The phone is just 7.9mm thin and boasts a full HD IPS 5-inch display with Gorilla Glass 3 and One Glass Solution (OGS). The display resolution results in higher pixel density of 441ppi and offers a good picture quality along with great viewing angles. The E6 runs on Android 4.2.1, however, comes with a pre-installed skin that we can say is somewhat inspired from the iOS. Like the iOS interface and unlike Android, there is no app drawer. For instance, swiping up will unlock the device and will reveal all the apps installed, just like you have it on the iOS. Uninstalled an app works the same way – long press an app to wobble and uninstall them. However, to give a conventional Android feel, you can install any third party launcher that will bring back the app drawer and widget support back to the device. The E6 has a power button at the top and a volume button on the left. The speakers are at the bottom of the panel with a micro USB port in the center.
The E6’s unibody holds inside a Mediatek 6589T quad-core CPU running at 1.5GHz and the Power VR SGX GPU. Although we were satisfied with the overall performance of the device, you’ll find a bit of lag occasionally. E6 does not have any expandable memory card slot but the phone tries to compensate the lack of expandable storage with 32GB of internal memory, giving ample room to store all your multimedia content as well as install large capacity apps and games. The E6 2000 mAh battery lasts pretty much more than a day on 3G network and Wi-Fi access.
On the network and calling front, the phone does a good job. The call quality, network quality are both excellent. One of the gripe that we have with Gionee is that it bundles some apps with the phone like the NQ mobile security, UC Browser, some games, and more, that cannot be uninstalled. Understandably, these are done to make the lives of the consumers easier but we wished Gionee would give an option to uninstall (or at least hide or disable them if the user don’t want to use them).
On the imaging front, the E6 features a 13-megapixel rear camera and 5-megapixel front camera. The camera fares well in decently lit areas but gives below par performance in low light situations. The macro shots turn out to be pretty good and to spruce up the images, the phone comes with features like Face beauty, Panorama(Horizontal & Vertical), Eraser, Face detection, Geo-tagging, Touch focus, 99 snaps in one click, MAV, Gesture Shot, Smile Shot.

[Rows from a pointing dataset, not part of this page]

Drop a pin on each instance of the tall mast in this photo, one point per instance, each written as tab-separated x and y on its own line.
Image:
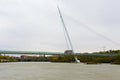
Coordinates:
66	34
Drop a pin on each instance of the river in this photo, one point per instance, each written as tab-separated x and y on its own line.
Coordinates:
58	71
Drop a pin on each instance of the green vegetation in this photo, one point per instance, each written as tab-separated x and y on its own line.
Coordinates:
111	56
7	59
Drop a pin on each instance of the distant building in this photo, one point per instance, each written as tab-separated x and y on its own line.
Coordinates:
68	52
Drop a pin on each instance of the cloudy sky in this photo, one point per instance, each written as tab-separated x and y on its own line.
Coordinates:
35	25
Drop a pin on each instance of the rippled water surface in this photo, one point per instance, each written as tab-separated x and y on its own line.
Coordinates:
58	71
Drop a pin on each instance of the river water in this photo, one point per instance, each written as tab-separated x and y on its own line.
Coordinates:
58	71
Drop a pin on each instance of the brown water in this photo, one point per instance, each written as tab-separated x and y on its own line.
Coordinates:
58	71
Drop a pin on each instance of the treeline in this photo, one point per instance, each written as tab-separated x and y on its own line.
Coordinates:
111	56
7	59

|Gionee Elife E6 Sample Shots|
You can check out the same images on our Flickr set.
The E6 currently retails for Rs.20,999 and given the fact that there are options for consumers in the form of Nexus 4, Samsung Galaxy S4 mini and more, it could be a tough sell for the company. We give full marks to Gionee for the design and build quality of E6, however, with the mediocre performance it misses our 5 star rating.